This is not a nation with a sense of humor about itself or its founders. It remains a crime here to insult “Turkishness,” and a visitor dare not ask questions about Ataturk’s last years, by some accounts a nocturnal blur of booze and women that the historian Perry Anderson says left him “a ravaged lounge lizard.” (In 2007, Turkey banned YouTube entirely after the emergence of homemade videos mocking Ataturk.) This despite the fact that modern Turkey has never been so self-confident: A period of economic growth dating to the 1980s has propelled a once-primitive economy to become the world’s eighteenth-largest. Numbering 514,000, Turkey’s military is among the world’s biggest. And, as regional powers fill a vacuum left by a weakened United States, Turkish foreign policy is growing more assertive. “We are flexing our muscles,” Selim Yenel, deputy under secretary of the Turkish foreign ministry, told me in Ankara last month. (I joined a trip organized by the Economic Policy Research Foundation of Turkey.)

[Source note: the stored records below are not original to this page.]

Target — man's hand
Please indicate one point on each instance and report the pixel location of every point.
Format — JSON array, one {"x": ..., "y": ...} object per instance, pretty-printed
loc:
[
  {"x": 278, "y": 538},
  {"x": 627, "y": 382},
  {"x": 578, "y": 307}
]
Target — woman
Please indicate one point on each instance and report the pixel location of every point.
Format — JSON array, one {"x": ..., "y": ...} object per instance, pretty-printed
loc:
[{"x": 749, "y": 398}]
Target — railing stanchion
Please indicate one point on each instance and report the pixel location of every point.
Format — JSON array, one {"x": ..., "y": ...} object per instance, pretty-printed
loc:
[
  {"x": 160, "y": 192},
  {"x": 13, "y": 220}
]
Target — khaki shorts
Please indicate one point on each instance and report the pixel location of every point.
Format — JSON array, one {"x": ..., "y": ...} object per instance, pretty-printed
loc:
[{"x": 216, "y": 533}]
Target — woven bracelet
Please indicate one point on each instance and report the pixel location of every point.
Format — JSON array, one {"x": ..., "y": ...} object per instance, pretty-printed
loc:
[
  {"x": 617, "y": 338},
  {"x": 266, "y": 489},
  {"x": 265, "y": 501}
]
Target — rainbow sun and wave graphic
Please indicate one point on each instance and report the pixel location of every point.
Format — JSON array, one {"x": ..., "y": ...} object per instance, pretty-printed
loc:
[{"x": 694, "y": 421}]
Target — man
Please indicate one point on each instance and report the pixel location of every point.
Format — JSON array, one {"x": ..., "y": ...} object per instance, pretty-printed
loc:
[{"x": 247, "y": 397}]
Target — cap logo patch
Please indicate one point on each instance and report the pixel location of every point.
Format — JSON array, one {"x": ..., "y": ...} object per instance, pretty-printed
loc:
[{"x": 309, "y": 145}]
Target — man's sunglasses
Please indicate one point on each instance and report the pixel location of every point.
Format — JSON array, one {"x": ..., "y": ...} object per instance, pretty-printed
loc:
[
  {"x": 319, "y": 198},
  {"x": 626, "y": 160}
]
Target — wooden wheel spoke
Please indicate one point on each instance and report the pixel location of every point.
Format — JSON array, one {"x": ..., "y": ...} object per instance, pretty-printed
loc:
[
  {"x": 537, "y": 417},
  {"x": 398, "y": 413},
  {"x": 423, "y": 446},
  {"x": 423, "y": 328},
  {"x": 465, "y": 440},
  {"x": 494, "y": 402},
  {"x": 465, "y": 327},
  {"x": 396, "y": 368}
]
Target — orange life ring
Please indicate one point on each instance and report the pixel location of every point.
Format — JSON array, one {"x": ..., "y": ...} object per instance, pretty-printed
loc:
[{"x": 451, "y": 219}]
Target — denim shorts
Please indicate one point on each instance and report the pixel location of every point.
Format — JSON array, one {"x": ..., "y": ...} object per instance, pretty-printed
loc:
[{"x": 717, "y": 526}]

The latest example of Turkey’s cocky new strut is Ankara’s refusal to join Barack Obama’s call for international sanctions against Iran’s nuclear program. Peacefully stopping an Iranian bomb without Turkey’s help won’t be easy: Turkey holds a seat on the U.N. Security Council until December and may conduct as much as $20 billion in trade per year with its Persian neighbor. Yet Turkey argues that sanctions will have little impact on Iran while causing collateral damage to its own economy. After spending a few days in the country, one also gets the feeling that the Turks don’t mind forcing the United States to kowtow to them, rather than the other way around. In the past, Yenel explained to me, “We have waited for the big powers to make up their minds on big issues and we just follow them. For the past several years, we have made up our own minds.”

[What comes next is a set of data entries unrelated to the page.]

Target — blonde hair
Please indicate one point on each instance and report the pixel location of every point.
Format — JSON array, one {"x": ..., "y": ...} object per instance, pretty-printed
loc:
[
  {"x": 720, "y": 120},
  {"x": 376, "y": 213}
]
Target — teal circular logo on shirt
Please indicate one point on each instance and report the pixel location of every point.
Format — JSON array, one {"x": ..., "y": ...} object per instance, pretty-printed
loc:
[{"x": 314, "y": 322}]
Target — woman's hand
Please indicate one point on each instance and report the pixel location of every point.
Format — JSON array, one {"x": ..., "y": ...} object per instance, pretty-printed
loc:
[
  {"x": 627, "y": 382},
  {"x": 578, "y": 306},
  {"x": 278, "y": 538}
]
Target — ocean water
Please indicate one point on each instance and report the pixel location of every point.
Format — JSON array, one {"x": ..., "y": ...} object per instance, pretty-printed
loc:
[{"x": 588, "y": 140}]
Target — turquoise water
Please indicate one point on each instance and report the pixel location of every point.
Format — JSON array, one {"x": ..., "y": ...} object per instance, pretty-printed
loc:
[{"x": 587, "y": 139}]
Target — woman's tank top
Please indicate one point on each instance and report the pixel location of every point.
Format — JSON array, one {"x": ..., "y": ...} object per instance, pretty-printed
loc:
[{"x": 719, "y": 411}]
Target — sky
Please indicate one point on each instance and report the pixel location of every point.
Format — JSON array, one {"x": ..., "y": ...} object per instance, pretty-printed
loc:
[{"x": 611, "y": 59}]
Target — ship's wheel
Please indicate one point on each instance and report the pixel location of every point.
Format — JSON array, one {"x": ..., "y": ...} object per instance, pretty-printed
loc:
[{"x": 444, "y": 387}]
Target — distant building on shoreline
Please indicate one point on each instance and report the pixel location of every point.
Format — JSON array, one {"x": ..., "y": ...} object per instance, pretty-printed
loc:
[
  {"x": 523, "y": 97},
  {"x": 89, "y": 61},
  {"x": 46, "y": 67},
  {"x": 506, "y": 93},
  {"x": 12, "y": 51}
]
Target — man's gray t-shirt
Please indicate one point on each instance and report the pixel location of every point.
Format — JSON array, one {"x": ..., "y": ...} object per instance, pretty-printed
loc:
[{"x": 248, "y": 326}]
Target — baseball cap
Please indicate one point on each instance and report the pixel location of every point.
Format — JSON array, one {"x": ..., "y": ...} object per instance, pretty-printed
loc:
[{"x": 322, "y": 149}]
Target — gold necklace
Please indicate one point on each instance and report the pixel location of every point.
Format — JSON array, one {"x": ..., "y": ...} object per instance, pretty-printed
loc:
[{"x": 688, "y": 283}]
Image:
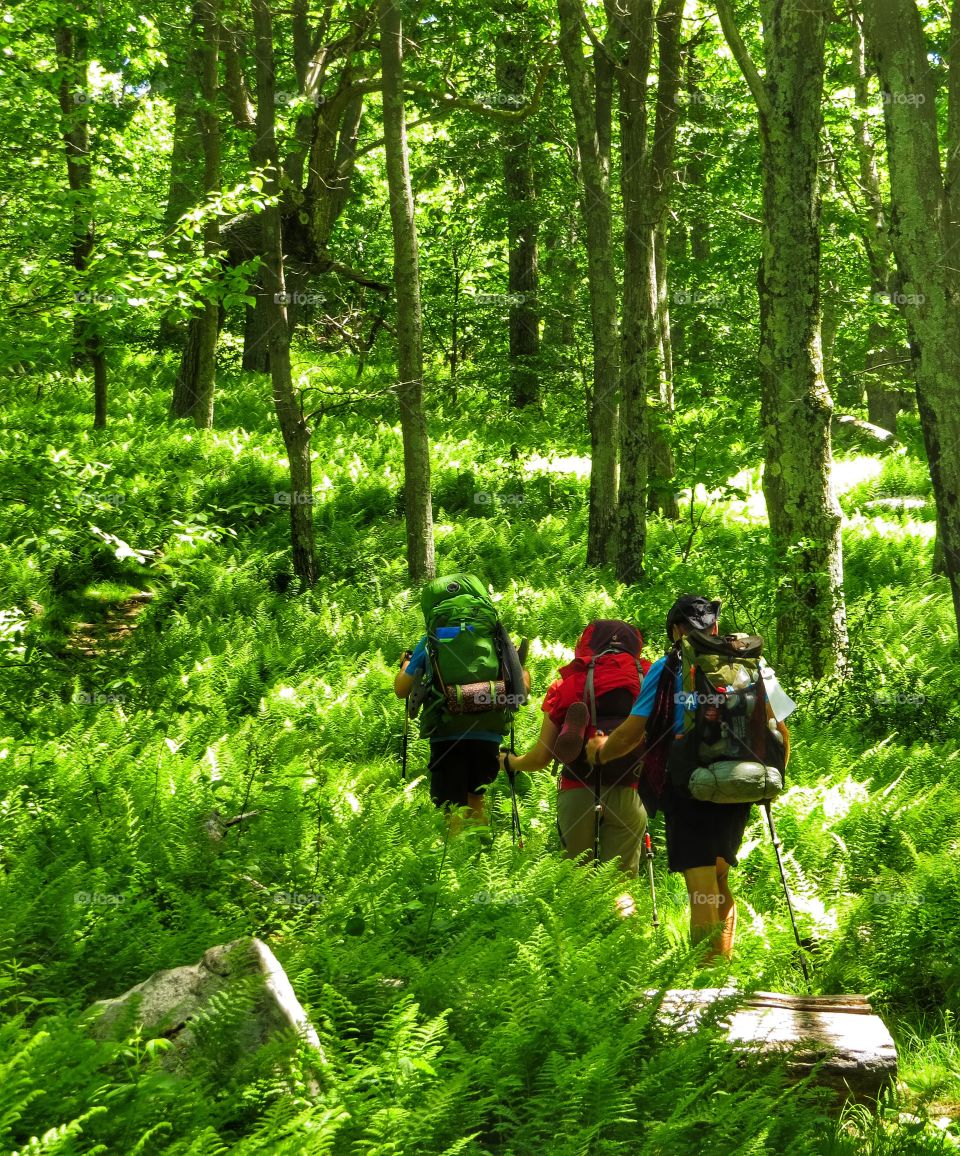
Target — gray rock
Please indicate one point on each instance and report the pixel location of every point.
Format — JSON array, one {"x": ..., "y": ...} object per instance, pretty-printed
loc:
[{"x": 177, "y": 1003}]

This attitude was a headache for Barack Obama to begin with. And then, last month, the small matter of genocide came along.

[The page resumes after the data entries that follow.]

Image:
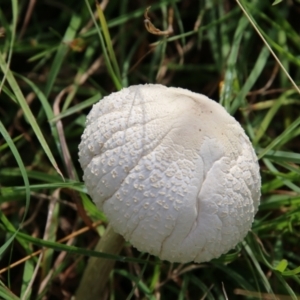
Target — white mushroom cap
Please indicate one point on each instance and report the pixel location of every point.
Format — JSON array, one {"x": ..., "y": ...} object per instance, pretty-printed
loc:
[{"x": 175, "y": 174}]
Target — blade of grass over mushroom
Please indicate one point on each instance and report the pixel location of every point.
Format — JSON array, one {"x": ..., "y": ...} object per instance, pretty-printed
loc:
[
  {"x": 72, "y": 249},
  {"x": 279, "y": 138},
  {"x": 111, "y": 71},
  {"x": 62, "y": 51},
  {"x": 27, "y": 112}
]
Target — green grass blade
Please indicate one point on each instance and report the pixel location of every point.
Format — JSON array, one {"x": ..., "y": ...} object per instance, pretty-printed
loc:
[
  {"x": 27, "y": 112},
  {"x": 62, "y": 51},
  {"x": 108, "y": 42}
]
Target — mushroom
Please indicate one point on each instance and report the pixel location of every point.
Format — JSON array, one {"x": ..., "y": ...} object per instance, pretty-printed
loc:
[{"x": 175, "y": 174}]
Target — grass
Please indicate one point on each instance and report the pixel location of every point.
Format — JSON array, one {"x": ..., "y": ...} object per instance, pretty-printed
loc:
[{"x": 56, "y": 62}]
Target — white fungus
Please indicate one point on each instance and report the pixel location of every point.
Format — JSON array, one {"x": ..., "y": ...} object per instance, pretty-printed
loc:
[{"x": 175, "y": 174}]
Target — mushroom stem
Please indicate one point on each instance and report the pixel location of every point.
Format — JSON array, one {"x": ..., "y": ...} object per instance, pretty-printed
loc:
[{"x": 98, "y": 270}]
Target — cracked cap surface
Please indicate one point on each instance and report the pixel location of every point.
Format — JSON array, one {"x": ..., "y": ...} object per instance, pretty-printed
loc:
[{"x": 175, "y": 174}]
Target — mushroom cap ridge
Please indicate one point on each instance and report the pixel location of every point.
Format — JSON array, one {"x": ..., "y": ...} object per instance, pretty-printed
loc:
[{"x": 175, "y": 174}]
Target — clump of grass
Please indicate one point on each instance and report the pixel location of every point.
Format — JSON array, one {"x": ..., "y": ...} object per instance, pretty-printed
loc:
[{"x": 56, "y": 62}]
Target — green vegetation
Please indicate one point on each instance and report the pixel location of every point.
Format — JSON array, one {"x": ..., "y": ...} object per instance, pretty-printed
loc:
[{"x": 58, "y": 58}]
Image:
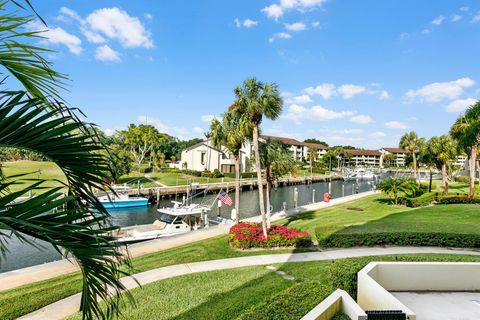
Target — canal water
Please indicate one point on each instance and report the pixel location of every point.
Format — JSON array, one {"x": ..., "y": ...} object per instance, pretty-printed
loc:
[{"x": 21, "y": 255}]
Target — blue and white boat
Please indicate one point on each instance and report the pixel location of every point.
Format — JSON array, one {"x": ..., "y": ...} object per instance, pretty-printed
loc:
[{"x": 122, "y": 199}]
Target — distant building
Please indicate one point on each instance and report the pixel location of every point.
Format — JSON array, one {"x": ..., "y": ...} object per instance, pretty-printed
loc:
[
  {"x": 399, "y": 153},
  {"x": 204, "y": 156}
]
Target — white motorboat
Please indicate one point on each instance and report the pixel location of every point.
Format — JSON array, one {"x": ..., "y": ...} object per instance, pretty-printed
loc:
[
  {"x": 121, "y": 199},
  {"x": 360, "y": 174}
]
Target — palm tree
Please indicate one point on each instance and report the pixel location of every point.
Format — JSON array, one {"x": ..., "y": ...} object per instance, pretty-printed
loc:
[
  {"x": 466, "y": 130},
  {"x": 277, "y": 160},
  {"x": 443, "y": 150},
  {"x": 37, "y": 119},
  {"x": 411, "y": 142},
  {"x": 232, "y": 132},
  {"x": 258, "y": 99}
]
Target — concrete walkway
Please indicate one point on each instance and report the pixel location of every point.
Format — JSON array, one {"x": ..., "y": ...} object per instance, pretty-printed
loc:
[
  {"x": 70, "y": 305},
  {"x": 19, "y": 277}
]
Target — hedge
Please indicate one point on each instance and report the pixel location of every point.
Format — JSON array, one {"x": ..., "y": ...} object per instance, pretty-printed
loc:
[
  {"x": 292, "y": 303},
  {"x": 423, "y": 200},
  {"x": 345, "y": 240},
  {"x": 458, "y": 200}
]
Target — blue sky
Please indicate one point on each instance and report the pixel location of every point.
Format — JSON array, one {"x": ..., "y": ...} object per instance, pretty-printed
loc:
[{"x": 359, "y": 72}]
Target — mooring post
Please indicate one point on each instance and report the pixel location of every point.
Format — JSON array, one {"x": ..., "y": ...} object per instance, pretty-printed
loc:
[{"x": 295, "y": 197}]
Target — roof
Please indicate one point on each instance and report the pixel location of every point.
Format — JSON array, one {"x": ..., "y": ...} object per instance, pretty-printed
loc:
[
  {"x": 294, "y": 142},
  {"x": 289, "y": 141},
  {"x": 315, "y": 146},
  {"x": 362, "y": 152},
  {"x": 396, "y": 150}
]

On March 4, the House Foreign Affairs Committee passed, by a one-vote margin, a resolution declaring that the massacre of up to 1.5 million Armenians by Ottoman Turks in the dying days of their empire was a genocide. In response, Ankara promptly recalled its ambassador from Washington and threatened to skip a planned visit this month by Prime Minister Recep Tayyip Erdogan. The genocide debate has become something of a perennial in Washington, with a similar resolution introduced in every new Congress, but the Turks simply can’t get used to the idea that the United States might liken their ancestors to Nazis. (In part, this is because they fear not just the moral implications but potential legal claims from victims’ families; even the Turkish president’s official residence stands on a plot seized from a deported Armenian family.)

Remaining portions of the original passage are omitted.